PART I: FOR THE MUSIC

My hands wound themselves together into a wild bird’s nest of uncertainty.

Dean Peter Elliott, my priest, waited patiently.

Finally I said, with a giggle, “You can tear up that paper I gave you last time. The one with the five year plan on it?”

“Oh?”

“Yeah. I’m not sure what to do now.”

 

Somewhere in the forests of trinkets from my childhood is a photocopied and stapled sheaf of papers. This is the “yearbook” that my sixth grade teacher put together for our class. Neat rows of black and white photographs line the pages, with short blurbs beside them.

My picture is…not great. I had protested that I hated photos of myself, and when I was asked why I said, “I smile weird.” Whoever took the photo then said, “What do you mean? What does it look like?” I widened my eyes and twisted my lips into a clownish close-lipped smile…and heard a sneaky click.

The blurb next to the photo says I want to be a poet.

Fast forward twenty years and you’ll find another photo on my Facebook page.

In this one, you can’t see my face. The white sleeve of an alb is in the way. Archbishop Melissa Skelton, the first female bishop of the Diocese of New Westminster, has her hands on my head.

Behind me is a sea of clergy in white, with their hands on my shoulders or on the shoulders of the people in front of them.

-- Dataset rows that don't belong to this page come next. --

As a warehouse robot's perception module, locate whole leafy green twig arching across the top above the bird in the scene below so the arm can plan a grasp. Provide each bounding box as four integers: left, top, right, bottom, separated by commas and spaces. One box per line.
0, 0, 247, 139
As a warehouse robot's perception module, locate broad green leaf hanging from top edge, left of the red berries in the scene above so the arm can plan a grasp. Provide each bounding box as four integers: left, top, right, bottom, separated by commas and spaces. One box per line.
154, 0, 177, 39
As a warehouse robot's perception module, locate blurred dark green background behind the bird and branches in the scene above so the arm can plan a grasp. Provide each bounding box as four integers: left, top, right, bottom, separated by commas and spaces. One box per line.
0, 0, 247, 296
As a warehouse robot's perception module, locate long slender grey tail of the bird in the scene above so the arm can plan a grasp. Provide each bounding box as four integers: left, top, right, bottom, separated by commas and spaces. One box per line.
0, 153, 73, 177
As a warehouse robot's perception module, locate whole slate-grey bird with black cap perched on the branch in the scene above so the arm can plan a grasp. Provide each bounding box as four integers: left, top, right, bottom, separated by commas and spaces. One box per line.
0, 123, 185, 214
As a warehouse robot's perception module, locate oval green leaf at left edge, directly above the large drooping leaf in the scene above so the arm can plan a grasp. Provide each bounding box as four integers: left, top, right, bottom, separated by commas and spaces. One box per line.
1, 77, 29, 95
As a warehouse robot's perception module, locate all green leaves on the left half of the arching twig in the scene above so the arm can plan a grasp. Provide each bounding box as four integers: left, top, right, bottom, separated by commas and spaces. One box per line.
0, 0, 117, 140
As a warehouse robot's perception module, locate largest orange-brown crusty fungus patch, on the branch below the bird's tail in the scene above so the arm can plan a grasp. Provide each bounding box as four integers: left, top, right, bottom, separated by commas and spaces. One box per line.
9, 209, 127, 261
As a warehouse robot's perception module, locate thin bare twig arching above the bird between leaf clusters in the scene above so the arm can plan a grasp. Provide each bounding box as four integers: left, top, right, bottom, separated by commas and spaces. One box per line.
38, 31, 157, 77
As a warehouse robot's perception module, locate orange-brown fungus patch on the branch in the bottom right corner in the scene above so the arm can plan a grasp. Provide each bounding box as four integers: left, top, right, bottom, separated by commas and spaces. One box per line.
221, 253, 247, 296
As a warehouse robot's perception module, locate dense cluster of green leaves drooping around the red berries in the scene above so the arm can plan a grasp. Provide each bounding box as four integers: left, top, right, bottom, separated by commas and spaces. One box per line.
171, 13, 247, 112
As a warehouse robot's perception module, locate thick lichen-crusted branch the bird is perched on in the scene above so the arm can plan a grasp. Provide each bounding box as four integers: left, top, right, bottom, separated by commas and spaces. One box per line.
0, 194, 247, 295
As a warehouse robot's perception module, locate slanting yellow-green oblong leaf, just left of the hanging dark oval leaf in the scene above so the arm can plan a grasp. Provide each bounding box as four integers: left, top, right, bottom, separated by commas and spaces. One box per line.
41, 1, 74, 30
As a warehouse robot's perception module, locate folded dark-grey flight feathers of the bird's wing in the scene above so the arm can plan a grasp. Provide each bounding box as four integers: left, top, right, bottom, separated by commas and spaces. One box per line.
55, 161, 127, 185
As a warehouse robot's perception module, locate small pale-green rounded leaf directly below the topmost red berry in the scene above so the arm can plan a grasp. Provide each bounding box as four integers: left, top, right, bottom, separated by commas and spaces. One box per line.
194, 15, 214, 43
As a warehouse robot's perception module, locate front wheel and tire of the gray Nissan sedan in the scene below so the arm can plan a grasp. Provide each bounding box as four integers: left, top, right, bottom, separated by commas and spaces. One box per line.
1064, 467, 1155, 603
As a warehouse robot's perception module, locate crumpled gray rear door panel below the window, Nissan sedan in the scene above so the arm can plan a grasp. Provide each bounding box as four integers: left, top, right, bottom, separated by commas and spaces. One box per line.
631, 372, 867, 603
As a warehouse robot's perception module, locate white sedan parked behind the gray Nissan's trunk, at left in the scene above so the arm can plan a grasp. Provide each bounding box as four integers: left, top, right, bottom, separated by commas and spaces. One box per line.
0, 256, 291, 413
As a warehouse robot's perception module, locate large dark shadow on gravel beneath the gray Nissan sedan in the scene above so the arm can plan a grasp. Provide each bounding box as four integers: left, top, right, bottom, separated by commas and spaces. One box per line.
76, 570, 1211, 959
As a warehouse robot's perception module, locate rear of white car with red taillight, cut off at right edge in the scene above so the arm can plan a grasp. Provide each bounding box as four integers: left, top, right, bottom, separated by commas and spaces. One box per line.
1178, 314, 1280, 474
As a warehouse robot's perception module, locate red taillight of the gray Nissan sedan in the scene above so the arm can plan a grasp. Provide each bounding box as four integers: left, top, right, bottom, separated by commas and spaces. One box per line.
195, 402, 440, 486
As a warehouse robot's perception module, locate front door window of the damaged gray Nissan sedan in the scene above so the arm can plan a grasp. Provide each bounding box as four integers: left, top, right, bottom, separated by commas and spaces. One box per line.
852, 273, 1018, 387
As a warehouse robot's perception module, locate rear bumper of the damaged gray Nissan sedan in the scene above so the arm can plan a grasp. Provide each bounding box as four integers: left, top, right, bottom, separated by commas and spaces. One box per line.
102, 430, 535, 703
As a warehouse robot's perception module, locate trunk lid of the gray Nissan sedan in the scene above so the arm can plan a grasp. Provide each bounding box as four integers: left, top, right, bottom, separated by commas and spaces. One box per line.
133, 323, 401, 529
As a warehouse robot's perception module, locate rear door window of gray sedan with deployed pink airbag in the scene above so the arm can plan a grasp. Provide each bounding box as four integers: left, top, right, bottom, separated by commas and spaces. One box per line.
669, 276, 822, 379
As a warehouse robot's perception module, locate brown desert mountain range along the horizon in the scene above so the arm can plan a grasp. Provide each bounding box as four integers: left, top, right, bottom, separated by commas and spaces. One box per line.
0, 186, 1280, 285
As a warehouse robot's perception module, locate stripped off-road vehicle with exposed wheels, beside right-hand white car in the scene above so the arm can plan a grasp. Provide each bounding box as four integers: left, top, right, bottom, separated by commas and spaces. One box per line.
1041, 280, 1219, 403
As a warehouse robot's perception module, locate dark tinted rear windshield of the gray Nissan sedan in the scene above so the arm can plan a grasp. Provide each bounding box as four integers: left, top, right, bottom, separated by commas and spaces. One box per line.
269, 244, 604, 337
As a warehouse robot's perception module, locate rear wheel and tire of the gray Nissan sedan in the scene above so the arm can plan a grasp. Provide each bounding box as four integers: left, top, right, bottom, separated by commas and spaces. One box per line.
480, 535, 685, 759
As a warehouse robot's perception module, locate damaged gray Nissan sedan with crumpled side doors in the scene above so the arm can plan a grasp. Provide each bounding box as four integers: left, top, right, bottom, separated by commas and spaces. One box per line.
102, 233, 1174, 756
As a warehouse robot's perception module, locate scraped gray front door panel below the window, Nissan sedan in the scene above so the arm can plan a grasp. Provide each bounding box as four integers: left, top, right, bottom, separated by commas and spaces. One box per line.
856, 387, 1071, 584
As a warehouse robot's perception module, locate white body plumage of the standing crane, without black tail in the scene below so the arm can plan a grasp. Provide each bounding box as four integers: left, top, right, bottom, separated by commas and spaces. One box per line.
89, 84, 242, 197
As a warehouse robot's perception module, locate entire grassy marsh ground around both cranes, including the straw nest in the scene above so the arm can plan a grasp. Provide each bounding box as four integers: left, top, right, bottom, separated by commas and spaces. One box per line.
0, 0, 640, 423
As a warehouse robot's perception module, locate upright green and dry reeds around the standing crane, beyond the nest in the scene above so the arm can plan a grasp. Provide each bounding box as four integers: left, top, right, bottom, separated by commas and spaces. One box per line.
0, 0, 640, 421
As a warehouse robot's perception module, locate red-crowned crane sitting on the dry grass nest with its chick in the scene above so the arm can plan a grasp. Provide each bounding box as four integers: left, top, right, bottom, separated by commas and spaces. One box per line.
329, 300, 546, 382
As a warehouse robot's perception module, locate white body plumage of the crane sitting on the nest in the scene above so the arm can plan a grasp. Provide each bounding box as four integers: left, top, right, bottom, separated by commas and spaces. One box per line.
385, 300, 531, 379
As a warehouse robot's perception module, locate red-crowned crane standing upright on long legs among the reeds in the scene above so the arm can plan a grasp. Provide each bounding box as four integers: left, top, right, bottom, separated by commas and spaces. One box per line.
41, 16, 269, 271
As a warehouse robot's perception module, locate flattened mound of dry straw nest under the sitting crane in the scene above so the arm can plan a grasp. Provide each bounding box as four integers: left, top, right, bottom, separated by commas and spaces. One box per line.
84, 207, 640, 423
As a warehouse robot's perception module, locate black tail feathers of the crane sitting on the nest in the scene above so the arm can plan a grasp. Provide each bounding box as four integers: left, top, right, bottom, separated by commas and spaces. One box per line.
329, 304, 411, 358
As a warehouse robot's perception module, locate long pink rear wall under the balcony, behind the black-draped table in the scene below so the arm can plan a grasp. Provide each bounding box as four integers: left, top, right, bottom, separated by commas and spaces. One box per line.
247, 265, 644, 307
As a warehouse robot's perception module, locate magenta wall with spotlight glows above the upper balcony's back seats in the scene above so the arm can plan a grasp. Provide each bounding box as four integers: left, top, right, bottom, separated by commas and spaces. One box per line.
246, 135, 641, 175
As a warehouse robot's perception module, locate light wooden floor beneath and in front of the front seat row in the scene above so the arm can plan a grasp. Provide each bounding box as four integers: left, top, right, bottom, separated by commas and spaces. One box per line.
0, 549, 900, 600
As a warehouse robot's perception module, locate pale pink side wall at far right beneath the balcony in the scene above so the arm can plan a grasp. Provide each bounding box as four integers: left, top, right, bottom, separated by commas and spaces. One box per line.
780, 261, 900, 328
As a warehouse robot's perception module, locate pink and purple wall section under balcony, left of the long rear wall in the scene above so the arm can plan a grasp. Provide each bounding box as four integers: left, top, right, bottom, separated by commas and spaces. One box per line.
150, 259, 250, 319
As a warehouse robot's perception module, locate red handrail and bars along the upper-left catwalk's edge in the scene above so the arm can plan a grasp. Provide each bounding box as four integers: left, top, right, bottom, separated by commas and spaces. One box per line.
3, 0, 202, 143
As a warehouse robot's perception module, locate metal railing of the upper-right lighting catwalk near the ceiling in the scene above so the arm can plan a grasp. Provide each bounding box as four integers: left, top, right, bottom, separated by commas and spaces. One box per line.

Whatever strange molecules work the magic of ordination must travel like electricity.

There had never been any indication that my life would turn out this way.

 

My earliest memories are mostly related to church and music.

Whenever someone asked Mum about her faith, she would mutter, “Oh, I just go to church for the music.” And through the ‘80s and ‘90s that was mostly true, although as I began to learn more about my family history I started to question those long-ago denials. Great-grandpa was a missionary and abolitionist. My grandfather was a church organist for ten years. The importance of faith ran deep in my family. Mum’s demurrals ring hollow even now – she could have signed up to sing with a secular choir like Phoenix or Electra. But no, it was always choirs that focused on sacred music, because that’s what she loved. It’s what spoke to her.

I would watch Mum sit back in her chair as she listened to Chanticleer or The Tallis Scholars and close her eyes, letting it wash over her. I remember thinking, “This must be very profound.” And so I too would listen, absorbing Renaissance polyphony and simple plainsong and the intricate Celtic knotwork of English choral Matins and Evensong tones. Mum would take me to rehearsals for different groups with a bag of toys and books and leave me in a corner to myself. I crafted complicated narratives with plastic ponies and dinosaurs, all the while subconsciously breathing in the glory of Palestrina, Byrd, Vaughn Williams, Bach, Handel, Gabrieli, Willan. At that time, Christ Church Cathedral had no children’s programing, and so there was nothing holding me back from soaking up the sacred fumes all around me.

When we moved to Ottawa when I was eight, we joined St. Matthew’s Church in the Glebe, which had a brand new Women and Girls’ choir. The Men and Boys’ choir was a long-established tradition here where Anglicanism was more entrenched than on the secular west coast. This was a place where, when I told church people my godfather was Patrick Wedd, they would gasp in admiration.

I entered into a strange new world of blue and purple robes, white neck ruffles and surplices, and silver “Head Chorister” pendants; a world of Responses and Psalm pointing; a world of passing notes and braiding the long multi-coloured streamers attached to hymnal bookmarks during the sermon; a world of my mum cranking the volume on Handel’s Messiah in the car so we could sing along as we drove to Montreal most weekends, where Mum would sing in my Uncle Paddy’s choir, Musica Orbium Acceuil.

When we weren’t at St. Matthew’s or in Montreal, my mum brought me to St. Barnabas, an in-the-rafters high Anglo-Catholic church. In my memory the smell of incense is perpetual and the lights are always low. They did not have a children’s choir, and so there I was allowed to let the music cover me like a blanket.

Music was an easy conduit to the divine. There was never a struggle in my search for profundity. It was easily accessible.

Jesus was friendly, and God was vast. And that seemed okay.

2 comments so far to “A light in a hall (Letters from the Coast)”

  1. Lilian says:

    Claire, this was so beautiful to read & envision. Now I know you & your wonderful gift more.

    • clarity says:

      Thank you so much, Lilian, this is so very kind. <3 It was so neat to see you had read it, I feel very honoured!